After a month of arm wrestling with the government around the 2023 Social Security budget, the unions of biologists are taking a new step and calling for an “unlimited strike” by medical analysis laboratories from this Monday, November 14. The movement, which should last at least until Thursday, is widely followed with nearly “95%” of sites on strike according to the unions. It is therefore not possible to get tested for Covid or to go for a blood test except in an emergency. The latter are taken care of by hospitals and nurses who send the analyzes directly to the laboratory.
The white coats are protesting against article 27 of the social security financing bill (PLFSS) 2023 which provides for 250 million euros in savings to be made by will or by force in their sector, while a solemn vote on the entire PLFSS – hit with a 49.3 in the National Assembly – will be organized on Tuesday.
“The tests [réalisés pendant la crise sanitaire] enabled pharmaceutical laboratories to achieve a turnover of 7 billion euros. These tests, I remind you, are paid for by social security, that is to say by all French people, insisted Gabriel Attal, Minister in charge of Public Accounts, at the microphone of LCI this Monday morning. It is a sector whose profitability is high, it has increased, I believe, from 18% to 30%. Many economic sectors would like to have such profitability.”
“Austerity Madness”
In the absence of an agreement with the National Health Insurance Fund (CNAM) and the government, the laboratories stopped transmitting the results of these screenings to the national SI-DEP file for a week, disrupting the monitoring of the epidemic. A boycott deemed “inconsequential” and “inadmissible” by the Minister of Health, François Braun, who even accused them of “taking the entire population hostage”. This warning shot did not move the lines: received on November 7 at Health Insurance, the biologists left the meeting by denouncing “austerity madness” and calling for a “renewable strike”.

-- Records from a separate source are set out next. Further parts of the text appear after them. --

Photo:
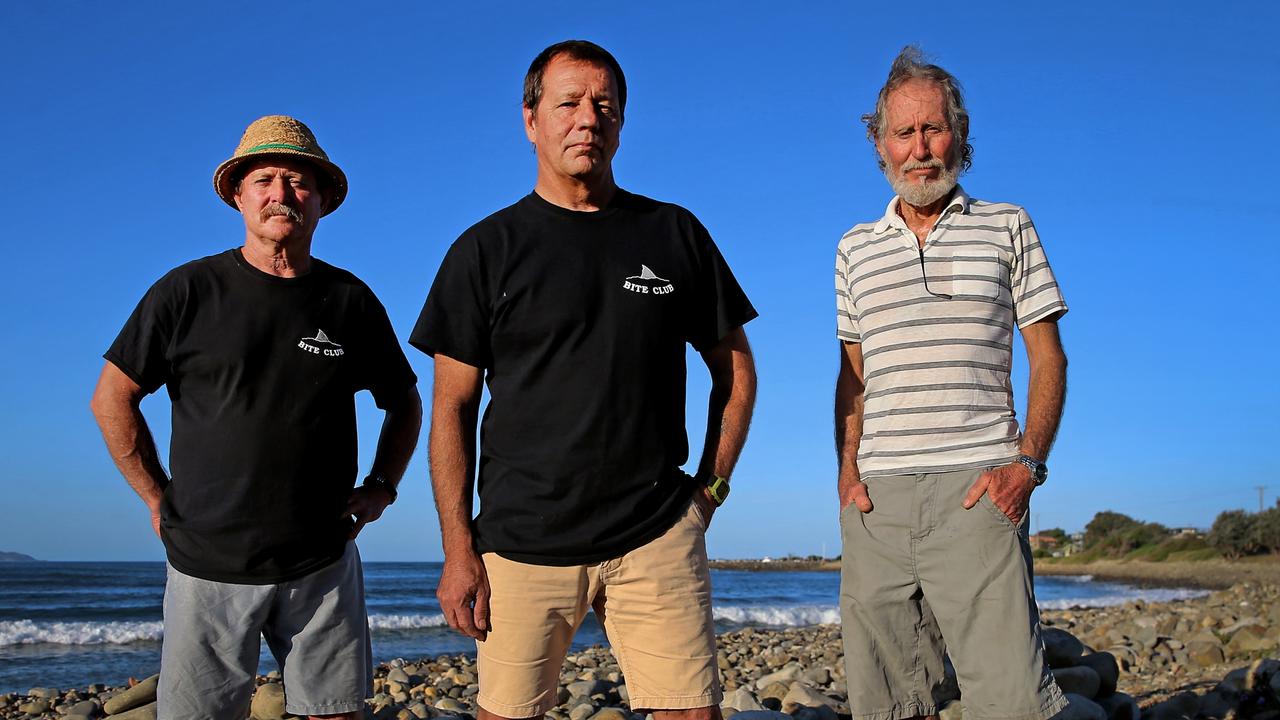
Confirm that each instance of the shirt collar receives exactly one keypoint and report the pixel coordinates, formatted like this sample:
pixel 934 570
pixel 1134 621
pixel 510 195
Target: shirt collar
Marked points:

Faced with the strong reaction of professionals in the sector, the senators voted on November 11 an amendment to the PLFSS for 2023 transforming this “perennial decline into an exceptional contribution of 250 million euros in 2023”. A solution hailed by the unions. “We agree to participate in this collective effort following the Covid crisis, in particular via an exceptional tax. On the other hand, we do not agree that these savings should be made on routine and emergency analyzes in a way sustainable as what is proposed by the government, explains to L’Express Lionel Barrand, president of the national union of medical biologists, who specifies that the profits of the laboratories made during the health crisis are rather around “600 million euros, all mixed up”.
“It’s disgusting to be singled out as war profiteers, after everything we’ve been through for two years (physical attacks, extended hours, burnouts, etc.). We were in front line,” he said. “250 million euros on permanent price reductions means more than 1.2 billion euros between 2023 and 2026. We cannot survive that, abounds Alain Le Meur, spokesperson for the Alliance of the medical biology (ABM) which represents the laboratories (Biogroup, Cerba, Eurofins, Inovie, Synlab). This will lead to the closure of laboratories in the most tense areas, a reduction in investment for innovation and prevention. For us, it really is a disaster.”
CPAM open to negotiation
According to Lionel Barrand, Olivier Véran, then Minister of Health, had assured the unions that the money spent during the health crisis to invest in machines and personnel at the request of the government would then not be included “on the envelope of routine biology”. “However, this is exactly what they want to do less than a year later, plagues the trade unionist. The government lied. How can we trust our authorities, when, at this level of the State, we capable of breaking his word? And to add: “It was not us who decided on the prices and the policy of the open bar, it was the government. However, at the time we had warned them that we could screen better and less. They did not listen to us and continued with their consumerist and demagogic speech which consisted in making test everyone without medical reason. And now, they attack us for having done the work which they themselves asked of us. It’s not decent.”
For the director general of the CPAM, Thomas Fatôme, the laboratories have the means to pay what the government asks of them. “For a sector that was already very profitable before the Covid (about 1 billion euros in annual profit in 2019), which made extraordinary profits linked to the Covid, having a simple exceptional contribution, one-off in 2023, does not seem to us adapted to the situation”, he explains at the microphone of franceinfo on Monday, not however closing the door to negotiations.